It's way more than marketing.


----------



## Ducatiboy stu (14/5/15)

Start with something like a Scottish Ale ( Pillar of Red ) and hop it up. Then pick a yeast to suit


----------



## Bribie G (14/5/15)

Interesting blog entry from a guy who has worked at several UK breweries.


----------



## Blind Dog (14/5/15)

There's an interview with John Keeling on Aurelius (wish I knew how to link on an iPad) where he states (comparing Fuller's to others) '...the biggest difference is our yeast.' 

I've done side by sides between many English strains (dry and liquid) and over the years have used all bar one of the dry English strains available in Australia (that I'm aware of). My obsession is brewing a pre-closure Brakspear bitter, so I even did a side by side between Wyeast 1275 and WLP023 (both supposed to be the brakspear strain per Mr Malty; bollocks are they). I simply don't buy that in a beer as subtle as an ordinary bitter that the yeast plays such a small part that it doesn't matter. Try a side by side simple 95% MO, 5% medium crystal, ekg hops, 3.5% ordinary bitter using any English dry yeast of choice and wy 1968 and then tell me yeast adds nothing.


----------



## Ducatiboy stu (14/5/15)

Yeast plays a bigger part in flavour that what most brewers think

This is why I fell in love with w1728


----------



## slcmorro (14/5/15)

Tahoose said:


> There was another Kentish ale kicking around on here some time last year.


That'd be this one...

*Kentish Ale* (English Ale)

Original Gravity (OG): 1.048 (°P): 11.9
Final Gravity (FG): 1.012 (°P): 3.1
Alcohol (ABV): 4.72 %
Colour (SRM): 7.8 (EBC): 15.4
Bitterness (IBU): 36.1 (Average - No Chill Adjusted)

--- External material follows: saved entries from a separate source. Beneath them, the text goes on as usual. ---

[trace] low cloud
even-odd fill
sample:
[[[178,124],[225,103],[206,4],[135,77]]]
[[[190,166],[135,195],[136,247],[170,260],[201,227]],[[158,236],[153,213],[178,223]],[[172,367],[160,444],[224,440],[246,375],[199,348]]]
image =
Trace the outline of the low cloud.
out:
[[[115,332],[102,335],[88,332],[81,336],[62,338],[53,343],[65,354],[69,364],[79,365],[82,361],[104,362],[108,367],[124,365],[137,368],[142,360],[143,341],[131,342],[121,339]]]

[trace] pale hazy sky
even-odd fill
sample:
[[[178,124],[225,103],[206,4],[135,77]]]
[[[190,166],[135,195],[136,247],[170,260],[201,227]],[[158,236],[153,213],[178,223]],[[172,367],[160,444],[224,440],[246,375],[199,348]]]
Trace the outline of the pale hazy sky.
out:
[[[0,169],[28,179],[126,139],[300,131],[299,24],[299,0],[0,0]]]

94.54% Golden Promise Malt
5.25% Caramunich I
0.21% Roasted Barley

0.9 g/L East Kent Golding (4.7% Alpha) @ 60 Minutes (Boil)
0.9 g/L East Kent Golding (4.7% Alpha) @ 30 Minutes (Boil)
0.4 g/L Cascade (7.8% Alpha) @ 5 Minutes (Boil)
0.4 g/L Ella (15% Alpha) @ 5 Minutes (Boil)

S04 Yeast @ 17c

Single step Infusion at 67°C for 60 Minutes. Boil for 60 Minutes

Came out fairly close. Very drinkable.


----------



## anthonyUK (15/5/15)

Kentish ale has been given PGI status and in the designation it mentions that a specific yeast is used but I don't know which one. 

http://en.m.wikipedia.org/wiki/List_of_United_Kingdom_food_and_drink_products_with_protected_status#Beers

https://www.gov.uk/government/uploads/system/uploads/attachment_data/file/271161/pfn-kentish-ale.pdf


----------